26日に無期懲役の求刑が行われた鳥取地裁での裁判員裁判。犠牲者が2人という強盗殺人罪の成立を争う重大裁判を短期間で審理しなければならないが、これまでの公判で裁判員らは冷静で的確な尋問を展開。裁判の“プロ”である検察、弁護側は、双方ともに市民が担う裁判員らをたたえている。

 公判では、検察と弁護側の双方が、会計事務所や影山博司被告(55)の困窮ぶりを詳述し、「社長の事務所運営に問題があった」と主張。殺害を強盗目的とする検察側は「犯行直前に困窮した」、弁護側は「経済的には昔から破綻(はたん)していたから強盗目的と違う」と立証する狙いがあった。しかし双方の立証は表面上は似ており、検察官が弁護側証人に対し「こちら(検察)の冒頭陳述の内容と同じですか?」と尋ねる場面もあった。

 このように、一般的には狙いの見えにくい法廷だったが、裁判員らは的確に見極めていたようだ。

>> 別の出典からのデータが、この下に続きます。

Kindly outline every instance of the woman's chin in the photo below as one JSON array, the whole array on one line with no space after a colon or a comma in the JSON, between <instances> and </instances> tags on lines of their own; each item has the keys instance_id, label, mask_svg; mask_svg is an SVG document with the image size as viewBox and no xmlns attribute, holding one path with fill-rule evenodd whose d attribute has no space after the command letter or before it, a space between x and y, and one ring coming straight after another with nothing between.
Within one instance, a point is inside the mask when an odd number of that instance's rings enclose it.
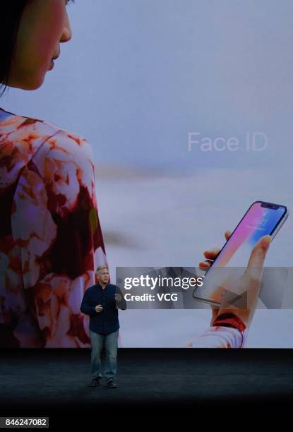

 男性裁判員は被告人質問で、事務所経営に対する石谷英夫さん=当時(82)=の関与を確認。「石谷さんは(経営の)改善を考えていたか」と質問し、影山被告が「そんな観点はなかった」と述べると、さらに「知りながら、何もしなかったのか」と問いかけ、影山被告は「従業員の借入金を掲載した決算書は見せていなかった」と答えた。

 このほか、男性裁判員は、影山被告が事務所のために経済的に困窮していた点にとらわれず、事件の重大性を冷静に見つめ「石谷さんだけで目的を達成したのではないのか」と質問。女性裁判員は、「家族のことを考えて」自首しなかった被告に「殺意を抱いたときには考えなかったのか」と疑問を呈した。

 裁判員らの質問について、検察側は「裁判員は素晴らしい」。弁護側も「どちらに有利不利かは関係なく、非常にいい質問をされている」と評価している。